Approaches to Estimation of Haplotype Frequencies and Haplotype-trait Associations

Xiaohong Li, University of Massachusetts Amherst

This dissertation has been moved to the following series:


Characterizing the genetic contributors to complex disease traits will inevitably require consideration of haplotypic phase, the specific alignment of alleles on a single homologous chromosome. In population based studies, however, phase is generally unobservable as standard genotyping techniques provide investigators only with data on unphased genotypes. Several statistical methods have been described for estimating haplotype frequencies and their association with a trait in the context of phase ambiguity. These methods are limited, however, to diploid populations in which individuals have exactly two homologous chromosomes each and are thus not suitable for more general infectious disease settings. Specifically, in the context of Malaria and HIV, the number of infections is also unknown. In addition, for both diploid and non-diploid settings, the challenge of high-dimensionality and an unknown model of association remains.
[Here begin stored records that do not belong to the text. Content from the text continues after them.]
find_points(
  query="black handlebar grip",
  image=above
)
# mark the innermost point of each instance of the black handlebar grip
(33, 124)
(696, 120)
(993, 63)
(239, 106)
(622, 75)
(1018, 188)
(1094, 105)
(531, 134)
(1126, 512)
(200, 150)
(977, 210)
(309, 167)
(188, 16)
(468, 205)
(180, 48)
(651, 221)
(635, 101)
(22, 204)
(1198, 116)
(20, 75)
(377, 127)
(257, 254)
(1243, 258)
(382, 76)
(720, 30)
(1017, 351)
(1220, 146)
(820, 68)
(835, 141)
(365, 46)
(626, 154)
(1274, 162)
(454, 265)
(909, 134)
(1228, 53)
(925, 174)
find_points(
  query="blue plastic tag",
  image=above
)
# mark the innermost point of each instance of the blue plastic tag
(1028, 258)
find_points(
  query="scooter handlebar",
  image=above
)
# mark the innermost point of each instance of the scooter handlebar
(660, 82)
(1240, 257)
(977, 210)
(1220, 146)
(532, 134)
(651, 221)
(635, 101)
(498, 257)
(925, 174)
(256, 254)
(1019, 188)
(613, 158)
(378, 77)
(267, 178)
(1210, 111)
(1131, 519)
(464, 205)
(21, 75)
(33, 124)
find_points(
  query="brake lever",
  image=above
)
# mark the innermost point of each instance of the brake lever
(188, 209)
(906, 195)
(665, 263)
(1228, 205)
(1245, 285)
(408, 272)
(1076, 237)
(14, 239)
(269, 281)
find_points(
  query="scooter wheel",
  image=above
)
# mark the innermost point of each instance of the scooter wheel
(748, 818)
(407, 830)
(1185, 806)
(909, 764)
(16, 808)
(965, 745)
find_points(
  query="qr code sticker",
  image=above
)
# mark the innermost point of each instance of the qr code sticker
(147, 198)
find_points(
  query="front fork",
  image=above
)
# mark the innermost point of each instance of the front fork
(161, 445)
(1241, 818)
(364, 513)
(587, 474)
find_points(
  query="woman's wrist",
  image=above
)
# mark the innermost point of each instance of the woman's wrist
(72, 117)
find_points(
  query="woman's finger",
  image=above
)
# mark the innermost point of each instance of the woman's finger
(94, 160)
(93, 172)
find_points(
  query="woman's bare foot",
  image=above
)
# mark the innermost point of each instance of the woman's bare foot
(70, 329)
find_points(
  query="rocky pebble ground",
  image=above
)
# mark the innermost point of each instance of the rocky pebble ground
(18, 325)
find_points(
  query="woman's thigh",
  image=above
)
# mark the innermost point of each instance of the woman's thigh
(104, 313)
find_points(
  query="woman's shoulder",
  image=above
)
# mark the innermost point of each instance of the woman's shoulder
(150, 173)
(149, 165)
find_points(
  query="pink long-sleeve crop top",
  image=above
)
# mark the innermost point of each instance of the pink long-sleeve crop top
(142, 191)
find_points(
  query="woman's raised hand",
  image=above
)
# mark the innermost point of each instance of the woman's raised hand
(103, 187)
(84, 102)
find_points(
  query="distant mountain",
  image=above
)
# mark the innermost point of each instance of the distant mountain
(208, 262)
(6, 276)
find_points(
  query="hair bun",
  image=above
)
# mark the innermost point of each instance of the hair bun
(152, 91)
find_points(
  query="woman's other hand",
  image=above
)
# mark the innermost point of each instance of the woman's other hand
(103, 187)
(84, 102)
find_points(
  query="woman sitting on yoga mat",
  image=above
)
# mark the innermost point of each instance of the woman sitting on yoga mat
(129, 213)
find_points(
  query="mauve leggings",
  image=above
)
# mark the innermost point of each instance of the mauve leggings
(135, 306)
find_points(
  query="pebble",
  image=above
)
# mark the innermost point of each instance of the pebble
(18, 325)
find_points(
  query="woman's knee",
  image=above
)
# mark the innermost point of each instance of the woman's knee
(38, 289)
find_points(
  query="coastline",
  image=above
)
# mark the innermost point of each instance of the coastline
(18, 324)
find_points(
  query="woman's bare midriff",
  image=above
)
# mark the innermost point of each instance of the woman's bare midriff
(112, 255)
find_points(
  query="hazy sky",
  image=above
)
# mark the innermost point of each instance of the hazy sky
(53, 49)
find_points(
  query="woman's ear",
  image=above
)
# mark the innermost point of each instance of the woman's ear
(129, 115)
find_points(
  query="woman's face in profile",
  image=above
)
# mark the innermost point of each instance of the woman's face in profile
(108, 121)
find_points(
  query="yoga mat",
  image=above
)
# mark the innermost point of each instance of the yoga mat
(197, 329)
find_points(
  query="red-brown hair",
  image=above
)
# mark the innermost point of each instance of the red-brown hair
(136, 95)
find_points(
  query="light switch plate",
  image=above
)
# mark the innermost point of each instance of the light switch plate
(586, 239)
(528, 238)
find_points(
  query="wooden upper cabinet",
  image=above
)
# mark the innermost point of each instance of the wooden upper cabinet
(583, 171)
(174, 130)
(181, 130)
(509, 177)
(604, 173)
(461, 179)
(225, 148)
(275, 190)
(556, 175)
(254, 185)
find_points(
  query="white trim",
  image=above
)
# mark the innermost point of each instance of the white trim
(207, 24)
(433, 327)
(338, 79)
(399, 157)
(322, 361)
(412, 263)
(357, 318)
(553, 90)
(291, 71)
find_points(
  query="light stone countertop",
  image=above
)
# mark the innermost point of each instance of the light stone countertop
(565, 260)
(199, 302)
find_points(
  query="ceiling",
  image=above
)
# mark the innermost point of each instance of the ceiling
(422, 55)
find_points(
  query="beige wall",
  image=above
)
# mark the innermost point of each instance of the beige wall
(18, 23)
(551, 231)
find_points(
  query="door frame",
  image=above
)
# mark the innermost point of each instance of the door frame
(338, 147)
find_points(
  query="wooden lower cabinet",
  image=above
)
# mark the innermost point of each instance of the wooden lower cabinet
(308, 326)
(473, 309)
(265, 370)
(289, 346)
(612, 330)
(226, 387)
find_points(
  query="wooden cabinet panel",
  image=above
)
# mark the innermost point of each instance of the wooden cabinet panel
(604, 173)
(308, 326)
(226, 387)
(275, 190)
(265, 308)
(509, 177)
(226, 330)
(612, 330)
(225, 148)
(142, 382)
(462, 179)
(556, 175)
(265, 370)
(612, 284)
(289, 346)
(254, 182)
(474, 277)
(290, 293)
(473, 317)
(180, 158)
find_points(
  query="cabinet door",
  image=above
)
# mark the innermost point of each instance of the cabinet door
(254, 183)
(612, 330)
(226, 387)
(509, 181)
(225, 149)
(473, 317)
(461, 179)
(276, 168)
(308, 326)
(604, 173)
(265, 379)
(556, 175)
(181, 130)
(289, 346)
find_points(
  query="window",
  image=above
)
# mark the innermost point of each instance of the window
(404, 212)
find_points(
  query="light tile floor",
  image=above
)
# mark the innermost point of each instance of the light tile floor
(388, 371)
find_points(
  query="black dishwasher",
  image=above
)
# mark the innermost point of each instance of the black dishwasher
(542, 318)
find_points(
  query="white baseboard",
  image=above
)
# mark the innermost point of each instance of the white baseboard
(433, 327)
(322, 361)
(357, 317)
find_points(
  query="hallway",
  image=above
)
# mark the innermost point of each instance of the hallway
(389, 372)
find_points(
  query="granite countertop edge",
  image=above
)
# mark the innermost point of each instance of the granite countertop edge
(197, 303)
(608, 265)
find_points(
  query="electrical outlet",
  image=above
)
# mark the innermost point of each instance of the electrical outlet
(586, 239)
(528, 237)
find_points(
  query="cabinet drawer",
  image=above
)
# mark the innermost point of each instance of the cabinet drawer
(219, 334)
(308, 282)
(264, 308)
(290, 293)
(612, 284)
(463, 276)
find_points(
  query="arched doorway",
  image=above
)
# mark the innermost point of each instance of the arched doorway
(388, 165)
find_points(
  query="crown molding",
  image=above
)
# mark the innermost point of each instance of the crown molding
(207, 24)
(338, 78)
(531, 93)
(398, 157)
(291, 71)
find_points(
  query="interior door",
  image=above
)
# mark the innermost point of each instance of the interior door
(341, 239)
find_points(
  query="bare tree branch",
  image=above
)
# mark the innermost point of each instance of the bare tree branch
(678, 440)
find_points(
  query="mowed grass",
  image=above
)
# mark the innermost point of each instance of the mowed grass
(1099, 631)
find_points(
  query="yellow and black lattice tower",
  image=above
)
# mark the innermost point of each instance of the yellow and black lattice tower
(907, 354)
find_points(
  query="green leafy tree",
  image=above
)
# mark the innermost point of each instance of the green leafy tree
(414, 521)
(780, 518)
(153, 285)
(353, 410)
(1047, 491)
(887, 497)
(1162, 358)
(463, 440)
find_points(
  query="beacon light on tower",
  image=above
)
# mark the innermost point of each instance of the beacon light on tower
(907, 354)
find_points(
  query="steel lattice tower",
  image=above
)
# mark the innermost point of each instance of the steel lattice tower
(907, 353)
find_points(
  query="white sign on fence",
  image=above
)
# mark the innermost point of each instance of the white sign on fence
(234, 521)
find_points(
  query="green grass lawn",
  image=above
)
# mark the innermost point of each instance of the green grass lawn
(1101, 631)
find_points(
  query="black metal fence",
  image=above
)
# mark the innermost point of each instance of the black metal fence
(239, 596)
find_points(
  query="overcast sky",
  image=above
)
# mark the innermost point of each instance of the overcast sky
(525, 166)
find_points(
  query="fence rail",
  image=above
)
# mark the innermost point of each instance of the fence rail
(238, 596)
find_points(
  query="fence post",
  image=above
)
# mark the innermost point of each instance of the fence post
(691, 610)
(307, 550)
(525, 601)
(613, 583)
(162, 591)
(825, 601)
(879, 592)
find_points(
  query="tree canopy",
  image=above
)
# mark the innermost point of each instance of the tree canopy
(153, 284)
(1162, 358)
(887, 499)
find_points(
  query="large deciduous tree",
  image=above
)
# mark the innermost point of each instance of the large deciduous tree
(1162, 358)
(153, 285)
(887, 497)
Our research includes: (1) extending the expectation-maximization approach of Excoffier and Slatkin to address the challenges of unobservable phase and the unknown numbers of infections; (2) extending the method of Lake et al. to estimate simultaneously both haplotype frequencies and the haplotype-trait associations in the non-diploid settings; and (3) application of two Bayesian approaches to the mixed modeling framework with unobservable cluster (haploype) identifiers, to address the challenges associated with high-dimensional data. Simulation studies are presented as well as applications to data arising from a cohort of children multiply infected with Malaria and a cohort of HIV infected individuals at risk for anti-retroviral associated dyslipidemia. This research is joint work with Drs. S.M. Rich, R.M. Yucel, J. Staudenmayer and A.S. Foulkes.